11月には北風が吹き、アリとキリギリスならぬアリとコオロギの姿を思い浮かべニヤリとする小さな心の私である。「人の不幸は蜜の味」などという不届きな言葉がある。農業に於いても話をする時には成功例よりも失敗例の方がより興味をもたれる。これも人間の性であろうか。農業者の講演を聴かせていただく機会があるが、たいがいは成功例に尾ひれをつけ会場を沸かせる。当会はその逆で、見学者には出来るだけ失敗例をお伝えする。有機農業には多くの難問が待ち受け、それをクリアするために多くの歳月と経費を費やし、挙句の果てには有機農業を放棄してしまう人も少なくない。一人でも多くの有機農業者が増えるよう、聞かれてもいない事まですべてを話してしまう私である。そう言うと農は辛く苦しい仕事と思われるかもしれないが、苦の何倍もの喜びと感動を大自然からいただくのも農業である。農業研究会に参加されたA氏は、「今日、家族三世代で稲刈りを行った」とのこと。家族が一堂に集まり、八十八の手間をかけ大自然からいただいたお米の収穫、顔をほころばせ嬉しそうに語った姿に農業の素晴らしさを実感し、楽しそうに作業する光景が目に浮かぶ。大自然を肌で感じる事の出来る素晴らしい職業である。

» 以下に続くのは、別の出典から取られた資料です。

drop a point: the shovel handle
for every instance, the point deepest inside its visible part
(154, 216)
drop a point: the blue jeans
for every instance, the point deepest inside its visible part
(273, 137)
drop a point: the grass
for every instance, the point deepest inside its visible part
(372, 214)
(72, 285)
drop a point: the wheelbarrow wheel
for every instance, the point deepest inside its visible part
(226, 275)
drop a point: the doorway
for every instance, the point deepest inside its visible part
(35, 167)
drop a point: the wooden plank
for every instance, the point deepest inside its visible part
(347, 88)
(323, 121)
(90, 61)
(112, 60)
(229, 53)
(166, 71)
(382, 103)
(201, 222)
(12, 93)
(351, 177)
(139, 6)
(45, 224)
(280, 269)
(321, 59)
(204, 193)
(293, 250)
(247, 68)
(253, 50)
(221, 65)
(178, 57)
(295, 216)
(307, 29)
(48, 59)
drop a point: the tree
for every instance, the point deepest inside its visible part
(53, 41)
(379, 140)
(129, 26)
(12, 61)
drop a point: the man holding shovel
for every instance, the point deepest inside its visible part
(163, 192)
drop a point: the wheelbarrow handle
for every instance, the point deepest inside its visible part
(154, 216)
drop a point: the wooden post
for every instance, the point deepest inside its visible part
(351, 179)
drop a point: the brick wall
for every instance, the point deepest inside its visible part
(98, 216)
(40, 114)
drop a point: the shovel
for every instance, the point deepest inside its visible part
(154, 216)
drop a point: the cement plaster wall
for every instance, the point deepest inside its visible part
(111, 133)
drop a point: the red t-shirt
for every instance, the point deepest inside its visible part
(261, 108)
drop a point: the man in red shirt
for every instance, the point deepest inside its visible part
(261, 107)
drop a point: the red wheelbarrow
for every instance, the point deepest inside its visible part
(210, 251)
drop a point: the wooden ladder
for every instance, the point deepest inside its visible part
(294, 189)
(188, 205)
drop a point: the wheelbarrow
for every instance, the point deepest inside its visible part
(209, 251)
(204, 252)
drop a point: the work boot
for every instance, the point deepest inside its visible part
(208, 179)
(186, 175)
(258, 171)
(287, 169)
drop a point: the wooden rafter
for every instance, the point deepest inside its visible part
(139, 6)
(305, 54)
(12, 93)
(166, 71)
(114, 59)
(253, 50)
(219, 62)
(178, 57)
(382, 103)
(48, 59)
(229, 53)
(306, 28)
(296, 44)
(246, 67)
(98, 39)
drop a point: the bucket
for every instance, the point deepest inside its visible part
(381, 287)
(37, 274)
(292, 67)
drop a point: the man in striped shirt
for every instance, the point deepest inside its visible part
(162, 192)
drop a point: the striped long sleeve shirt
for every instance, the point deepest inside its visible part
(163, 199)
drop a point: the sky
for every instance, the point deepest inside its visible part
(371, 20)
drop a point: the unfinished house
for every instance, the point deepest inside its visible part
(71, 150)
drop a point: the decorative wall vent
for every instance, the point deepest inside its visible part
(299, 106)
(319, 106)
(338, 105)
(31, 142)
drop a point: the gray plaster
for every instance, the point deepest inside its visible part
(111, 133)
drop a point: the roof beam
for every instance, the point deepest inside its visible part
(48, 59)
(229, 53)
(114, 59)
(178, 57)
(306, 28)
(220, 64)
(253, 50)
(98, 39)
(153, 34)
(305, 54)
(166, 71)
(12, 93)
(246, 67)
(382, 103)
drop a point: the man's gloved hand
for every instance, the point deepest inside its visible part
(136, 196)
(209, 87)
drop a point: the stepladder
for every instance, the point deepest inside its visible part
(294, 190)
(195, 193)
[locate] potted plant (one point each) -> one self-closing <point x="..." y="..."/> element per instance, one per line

秋の夜は更け、そろそろ会もお開きとなる。最後に各農場の野菜の状態を確認。今現在は7月、8月に播種し盛夏を乗り越えたキャベツ・ブロッコリー・カリフラワー・大根・白菜など、そして逐次播種する他の葉菜も順調に育っている。涼しくなる頃には秋野菜をお届けできるようにと願う。
秋の夜長、窓を開け放ち電灯も点けず床に寝ころび、ぼーっと夜空を仰ぐ。10月は神無月、すべての神様が出雲の国へ集まり、諸国に神様がいなくなる。仰ぐ空には月明かりに照らされた紫色めいた雲が西から東へと流れる。九州の大画家・坂本繁二郎画伯が遺されたお月さまの作品が目に浮かぶ。「目で感じた月を描くのではなく、心に感じた月をキャンバスの上で表現する。」という画集の中の言葉を思い出し、色々なことが頭をよぎる。「人に喜ばれて何ぼの人生」と書かれた一文が心に止まり、今も時々思い出す。賢人ではない私には遠い所の話ではあるが、少しでも近づけるよう、雑念を捨て無心で土を耕す。多くの人が口にして喜びを感じていただけるよう、大地に種を播き育てる。ささやかではあるが、それが私に唯一出来る事なのである。
閉じた目を開け、窓越しにまた夜空を仰ぐ。月明かりの中、柔らかな雲は休むことなく流れ、窓の枠から消えてゆく。虫の音が聞こえ、秋は日一日と深まってゆく。